Le pigeon Sport
4 janvier 2021 Par admin

Le pigeon « Sport » diffère-t-il du pigeon « Standard »?

Le pigeon Sport

Tu m’as raconté qu’on t’a invité au mois de septembre pour juger, suivant le « Standard » cinq pigeons. Ces pigeons avaient soit remporté un premier prix national cette année ou avaient été classés As-pigeon national en 1990. Tu m’as dit après avoir jugé les pigeons qu’aucun de ceux-ci ne serait classé honorablement dans la catégorie « Standard » lors d’une Olympiade.
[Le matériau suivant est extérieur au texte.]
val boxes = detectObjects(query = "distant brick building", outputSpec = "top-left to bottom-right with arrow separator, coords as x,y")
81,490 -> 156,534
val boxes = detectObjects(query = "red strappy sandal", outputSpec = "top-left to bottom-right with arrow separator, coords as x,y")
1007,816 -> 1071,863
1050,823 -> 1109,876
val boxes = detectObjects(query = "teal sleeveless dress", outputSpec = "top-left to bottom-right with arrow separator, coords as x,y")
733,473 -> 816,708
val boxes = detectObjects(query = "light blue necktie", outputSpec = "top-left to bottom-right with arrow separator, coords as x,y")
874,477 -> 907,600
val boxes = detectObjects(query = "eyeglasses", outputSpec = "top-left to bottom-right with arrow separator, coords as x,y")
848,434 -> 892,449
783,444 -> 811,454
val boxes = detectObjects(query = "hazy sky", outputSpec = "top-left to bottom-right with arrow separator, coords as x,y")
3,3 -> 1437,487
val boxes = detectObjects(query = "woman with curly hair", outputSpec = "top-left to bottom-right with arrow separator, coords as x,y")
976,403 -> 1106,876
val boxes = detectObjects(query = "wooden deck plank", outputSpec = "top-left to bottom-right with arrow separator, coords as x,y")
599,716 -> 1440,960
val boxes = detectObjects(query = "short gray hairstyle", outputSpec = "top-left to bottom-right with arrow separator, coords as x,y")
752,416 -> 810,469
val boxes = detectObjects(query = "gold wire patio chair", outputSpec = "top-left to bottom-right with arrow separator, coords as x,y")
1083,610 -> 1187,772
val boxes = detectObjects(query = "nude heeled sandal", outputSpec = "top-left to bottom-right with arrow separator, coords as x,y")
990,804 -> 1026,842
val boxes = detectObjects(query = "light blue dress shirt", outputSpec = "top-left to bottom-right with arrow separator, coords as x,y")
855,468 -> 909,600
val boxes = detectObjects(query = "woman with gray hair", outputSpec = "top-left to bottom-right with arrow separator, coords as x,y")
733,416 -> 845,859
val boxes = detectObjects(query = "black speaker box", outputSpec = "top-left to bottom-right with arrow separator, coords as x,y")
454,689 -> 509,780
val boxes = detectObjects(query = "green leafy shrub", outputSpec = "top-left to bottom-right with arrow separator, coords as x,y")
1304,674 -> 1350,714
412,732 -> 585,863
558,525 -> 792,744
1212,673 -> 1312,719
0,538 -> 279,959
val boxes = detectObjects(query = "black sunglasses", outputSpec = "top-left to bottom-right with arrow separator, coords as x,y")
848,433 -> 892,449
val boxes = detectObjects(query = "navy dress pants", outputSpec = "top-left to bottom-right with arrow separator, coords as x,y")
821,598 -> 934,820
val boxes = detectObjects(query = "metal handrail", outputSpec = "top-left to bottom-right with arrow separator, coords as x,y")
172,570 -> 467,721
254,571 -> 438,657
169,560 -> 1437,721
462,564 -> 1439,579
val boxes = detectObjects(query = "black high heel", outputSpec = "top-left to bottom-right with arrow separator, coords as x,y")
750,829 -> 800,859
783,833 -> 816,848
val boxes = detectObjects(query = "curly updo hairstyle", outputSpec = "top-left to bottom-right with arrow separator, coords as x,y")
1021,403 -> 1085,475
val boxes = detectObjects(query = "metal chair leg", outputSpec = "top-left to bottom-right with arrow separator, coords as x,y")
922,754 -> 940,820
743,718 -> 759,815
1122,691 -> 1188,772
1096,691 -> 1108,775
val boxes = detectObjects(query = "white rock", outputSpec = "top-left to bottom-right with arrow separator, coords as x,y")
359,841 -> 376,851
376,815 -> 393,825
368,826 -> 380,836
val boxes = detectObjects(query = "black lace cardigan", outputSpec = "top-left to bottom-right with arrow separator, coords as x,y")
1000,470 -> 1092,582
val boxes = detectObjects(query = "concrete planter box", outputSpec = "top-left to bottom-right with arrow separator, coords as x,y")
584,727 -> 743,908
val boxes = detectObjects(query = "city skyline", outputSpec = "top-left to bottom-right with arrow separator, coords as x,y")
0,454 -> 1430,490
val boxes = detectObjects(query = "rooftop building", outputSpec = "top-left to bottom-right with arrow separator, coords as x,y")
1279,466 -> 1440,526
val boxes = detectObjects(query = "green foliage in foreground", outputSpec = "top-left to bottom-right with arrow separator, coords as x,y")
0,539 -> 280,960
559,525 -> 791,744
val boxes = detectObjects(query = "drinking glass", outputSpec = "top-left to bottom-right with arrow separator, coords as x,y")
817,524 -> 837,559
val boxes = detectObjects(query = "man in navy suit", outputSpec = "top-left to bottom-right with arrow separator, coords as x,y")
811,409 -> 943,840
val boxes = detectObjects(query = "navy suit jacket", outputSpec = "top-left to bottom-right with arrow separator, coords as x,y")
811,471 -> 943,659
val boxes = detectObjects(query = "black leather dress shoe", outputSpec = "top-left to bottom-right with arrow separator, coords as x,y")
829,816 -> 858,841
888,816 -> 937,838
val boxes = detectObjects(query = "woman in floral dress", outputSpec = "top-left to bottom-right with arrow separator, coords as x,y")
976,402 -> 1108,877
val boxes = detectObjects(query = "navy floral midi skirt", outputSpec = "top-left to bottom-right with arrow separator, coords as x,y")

Et ceci est dû d’après toi au fait que les juges aux Olympiades sont forcément influencés par l’idée que « Standard » implique aussi « beauté esthétique ».
Tu as jugé les cinq pigeons d’après le « Standard » et tu as donné des points aux champions présentés.
Quelles leçons peut-on tirer de cette expérience?

Victor:
Nous devons commencer par nous demander: « qu’est-ce qu’un jugement et en quoi est-il fiable?
Aux Olympiades colombophiles il se concrétise par les points qu’accorde chaque juge à chaque pigeon d’après les « données » qu’on a fixées dans un exposé explicatif dont dispose chaque juge. Il y a, dans cet exposé explicatif, les quota à appliquer pour les points à accorder à chaque qualité du pigeon, et allant de « insuffisant » à « très bon ». C’est assez simple à première vue. L’as-tu bien compris? Le tout est donc de savoir en quoi un jugement est fiable et reflète plus ou moins la valeur respective de chaque qualité du pigeon.



Débutant:
Valeur respective au point de vue « sport », c.-à-d. aptitudes physiques, sportives… ou valeur respective au point de vue du « Standard », c.-à-d. « sport et esthétique ». C’est la question que je me pose et que je te pose. Car ne dit-on pas que les meilleurs pigeons de voyage sont souvent mal classés, et sont dépassés par des pigeons moins bons mais plus beaux et surtout plus « costauds »?

Victor:
Notre esprit a ses limites, et c’est pourquoi il faut bien compartimenter les problèmes sur lesquels nous avons à porter un jugement. Qui trop embrasse… mal étreint. C’est surtout vrai pour les choses qui concernent l’usage de notre cerveau. Et ce cerveau est d’autant plus handicapé qu’il s’est laissé – et cela forcément en ces temps-ci – conditionner par des circonstances qui en troublent son fonctionnement.

Débutant:
D’après toi il serait donc impossible de formuler un jugement exact sur la valeur d’un pigeon si on doit la concrétiser en points, ou en demi-points, ou en quarts de points! Car dans les Olympiades il s’agit parfois de fractions de points pour départager les pigeons.

Victor:
Tu arrives là au vrai fond du problème. On a eu recours, pour établir un classement du pigeon, à un système de « points » et de fractions de points. Or ce système s’avère, à mes yeux, être présomptueux et va dépendre de la « subjectivité » qu’ajoute chaque juge pour fixer le nombre des points à accorder. Car il y a, chez chaque juge, une part de subjectivité dans son jugement. La plus grande subjectivité est son incompétence pour autant qu’il n’a pas le « feeling » pour juger un pigeon et de fixer le degré d’équilibre de celui-ci. Or on parle beaucoup d’équilibre, dans les notes descriptives des règles du « Standard ». Un second élément de « subjectivité » est lui aussi très important.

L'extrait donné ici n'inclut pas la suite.